Muy de tarde en tarde me sucede algo espeluznante. Lo peor de mi pasado parece hallar un camino secreto o una grieta oculta por la que pasar hasta el presente y empieza a desembarcar en batallones, sin cesar, a lo largo de las horas del día. Mis errores, mis miedos, mis oscuridades empiezan a rodearme, se conjuran y, riéndose de mí, comienzan una danza maligna a mi alrededor. En días así, el anochecer me encuentra abatido y aterrorizado ante lo que se me muestra como una vida hecha de casualidades, con la “casi certeza” de que todo lo que me ha salido bien -o no ha terminado de salirme mal- ha sido siempre gracias a otros, o a carambolas en las que he tenido poco o nada que decir. Todo lo que he vivido y he hecho parece el preludio de un fracaso atroz que está por abatirse sobre mí y aplastarme en cualquier momento.

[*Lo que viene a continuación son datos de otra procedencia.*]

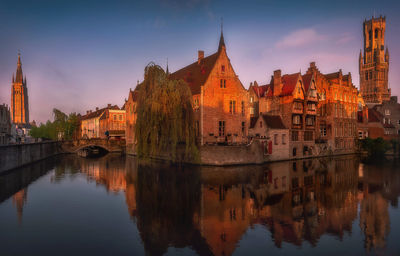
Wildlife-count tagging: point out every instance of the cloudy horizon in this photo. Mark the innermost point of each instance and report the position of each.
(78, 56)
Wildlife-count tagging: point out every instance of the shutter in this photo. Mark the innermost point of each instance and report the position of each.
(269, 147)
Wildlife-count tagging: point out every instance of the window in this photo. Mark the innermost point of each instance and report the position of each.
(308, 135)
(296, 119)
(310, 121)
(295, 135)
(298, 106)
(222, 83)
(197, 128)
(232, 106)
(221, 128)
(322, 130)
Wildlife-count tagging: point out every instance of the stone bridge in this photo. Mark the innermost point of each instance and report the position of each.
(73, 146)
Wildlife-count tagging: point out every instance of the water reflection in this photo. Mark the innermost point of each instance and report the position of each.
(209, 209)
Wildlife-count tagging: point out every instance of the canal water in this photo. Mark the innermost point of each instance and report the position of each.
(70, 205)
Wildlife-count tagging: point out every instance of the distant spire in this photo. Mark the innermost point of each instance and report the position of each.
(18, 75)
(221, 39)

Y en esa situación de tristeza y oscuridad me hallaba la tarde del 26 de julio de 2019 después de haber visto carcajearse ante mí todos esos viejos demonios. Recuerdo que estaba en la cocina cuando, de pronto, entró mi hijo Mateo –año y medio de edad, ojos azules, ni un metro de altura–. Sin mediar palabra me señaló, sobre la encimera, la fuente en la que se amontonaba una apetitosa montaña de bizcochos de chocolate. Le di uno.
Con una sonrisa inmensa, Mateo contempló el tesoro de chocolate que tenía en las manos dejando escapar un murmullo de entusiasmo absoluto, a medio camino entre un grito de júbilo y un gruñido de sorpresa, celebrando que tanta suerte y tanta felicidad fuesen posibles al mismo tiempo.

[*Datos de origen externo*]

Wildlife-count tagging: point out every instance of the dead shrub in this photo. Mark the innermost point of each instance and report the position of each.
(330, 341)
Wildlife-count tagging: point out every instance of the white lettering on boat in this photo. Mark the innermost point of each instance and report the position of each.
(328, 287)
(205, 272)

Luego me miró como si yo fuese tipo más maravilloso que había conocido y salió de la cocina llevando el bizcocho ante sí, como una joya de valor incalculable. Caminó hasta el centro del jardín, se tumbó en el césped, cruzó sus diminutas piernas y en esa postura -apoteósica en un niño de año y medio- se fue comiendo el bizcocho mirando al legendario cielo azul de Madrid y las nubes algodonadas del verano, que jamás habían flotado sobre nadie tan dichoso.

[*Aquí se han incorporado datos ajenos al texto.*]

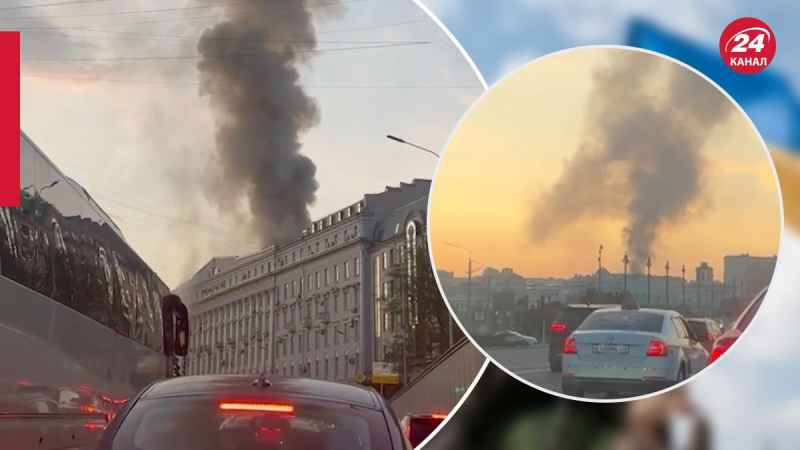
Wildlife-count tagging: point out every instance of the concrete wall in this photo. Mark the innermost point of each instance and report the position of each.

Y en ese momento supe que todo estaba bien: que mi misión era estar ese día a esa hora allí para darle a Mateo ese bizcocho. Para ver a ese Hombre perfecto y lleno de bondad, verdad y belleza, tumbarse en medio de la Creación, mecido por la brisa estival y mirando al Cielo, zampando bizcocho mientras veía a los ángeles de Dios revolotear sobre él.
Y entonces sentí que todos los males, miedos y angustias que me cercaban corrían a esconderse. Porque lo demás puede ser opinable –o no–, pero la verdad es que Mateo es mi hijo y si estaba allí comiendo bizcocho esa tarde era gracias, en gran medida, a todo mi pasado turbulento y lleno de empates, del que había salido arrastrándome malherido, después de años de ser golpeado y lanzado de aquí para allá, en una trama oscura plagada de capullos que sólo en ese momento logré entender. Yo solo era un actor secundario: el padre del verdadero protagonista. Y –no sabría transmitir este sentimiento con exactitud– me gusté así. Me complací, porque haber servido para poner a alguien tan asombrosamente maravilloso a comer bizcocho en los jardines de nuestro Mundo me convierte en alguien digno, justifica mi existencia y me hace infinito. Y dirán de mi: «él era el padre de Mateo, el niño que, en la tarde del 26 de julio del año de Gracia de 2019, comía bizcocho como lo hace el dueño de la Creación, contemplando el Cielo de Madrid, tumbado en el jardín, con las piernecitas cruzadas igual que un Ministro».
Y constaté que a mi alrededor ya no había por ningún lado miedos, tristezas, ni errores pasados, ni gaitas.